The most remarkable thing she hinted was that a mountaineer should develop an emotional relation with the mountains like Sherpa. She also remarked that actually Sherpa are the hidden Gods of mountains, who can save the lives, while climbing peaks.

She suggested that the government should make coordination with the Sherpa to do anything in the mountains as they have the right knowledge about mountains. She said that Corruption virus is more dangerous than Covid-19.

She also hinted that Sherpas would worship the mountain before climbing mountains which was the most appreciable part on them.

The chair of the session Mrs Ambica Shrestha said it was the best way of celebrating the mountain day which is being observed under “Mountain Biodiversity”.

She hinted that how climate change has caused water scarcity. She also indicated that how climate change is not within the hands of Nepal. She also said mountains are the source of water not only for Nepal, but also for India and China. So, India and China also should focus on mitigating the adverse effects of climate change to avert its aftermath affects in future.
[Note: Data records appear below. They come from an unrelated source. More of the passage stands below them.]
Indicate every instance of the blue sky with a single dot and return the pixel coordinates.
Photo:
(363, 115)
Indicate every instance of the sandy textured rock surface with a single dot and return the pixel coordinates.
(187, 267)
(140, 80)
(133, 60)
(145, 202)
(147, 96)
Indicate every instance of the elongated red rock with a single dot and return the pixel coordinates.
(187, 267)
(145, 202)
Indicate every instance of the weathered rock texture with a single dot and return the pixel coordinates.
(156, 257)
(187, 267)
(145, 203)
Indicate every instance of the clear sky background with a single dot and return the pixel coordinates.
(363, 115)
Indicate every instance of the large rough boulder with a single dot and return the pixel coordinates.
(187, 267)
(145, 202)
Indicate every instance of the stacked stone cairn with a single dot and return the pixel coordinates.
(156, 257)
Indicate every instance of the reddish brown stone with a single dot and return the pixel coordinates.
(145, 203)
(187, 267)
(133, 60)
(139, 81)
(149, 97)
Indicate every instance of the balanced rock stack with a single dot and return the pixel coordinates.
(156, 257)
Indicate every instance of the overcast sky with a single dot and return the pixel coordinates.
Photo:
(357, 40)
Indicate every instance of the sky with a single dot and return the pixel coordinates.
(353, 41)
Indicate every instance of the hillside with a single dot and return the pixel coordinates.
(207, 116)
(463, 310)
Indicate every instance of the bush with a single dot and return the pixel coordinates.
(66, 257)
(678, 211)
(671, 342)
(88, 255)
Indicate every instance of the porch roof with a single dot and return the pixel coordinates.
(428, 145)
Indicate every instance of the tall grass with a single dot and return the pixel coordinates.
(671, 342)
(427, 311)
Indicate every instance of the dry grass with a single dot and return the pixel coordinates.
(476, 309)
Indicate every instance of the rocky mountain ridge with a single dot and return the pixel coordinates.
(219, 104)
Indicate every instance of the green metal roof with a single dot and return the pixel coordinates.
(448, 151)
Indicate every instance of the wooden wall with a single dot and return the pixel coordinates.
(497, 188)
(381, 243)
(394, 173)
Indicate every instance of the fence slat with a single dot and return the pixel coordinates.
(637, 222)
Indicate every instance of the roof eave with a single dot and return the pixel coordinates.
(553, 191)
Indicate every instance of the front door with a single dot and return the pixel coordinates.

Shrestha also suggested that the youths of Nepal such as Rojita should continue to dream and do something in the tourism sector. She also remarked that Nepal has all-natural and cultural resources to capitalize on with innovative and technical savvy concept to boost our tourism.

“We have to give a good message around the world about what we are doing to revive the tourism and not just complaining about Covid-19. It is a universal problem these days. We should use new technology like youtube and social media to spread our new ideas. We can bank on other sectors too by taking the challenges of the present situation. Let’s be safe and let’s get victory over the Covid-19.”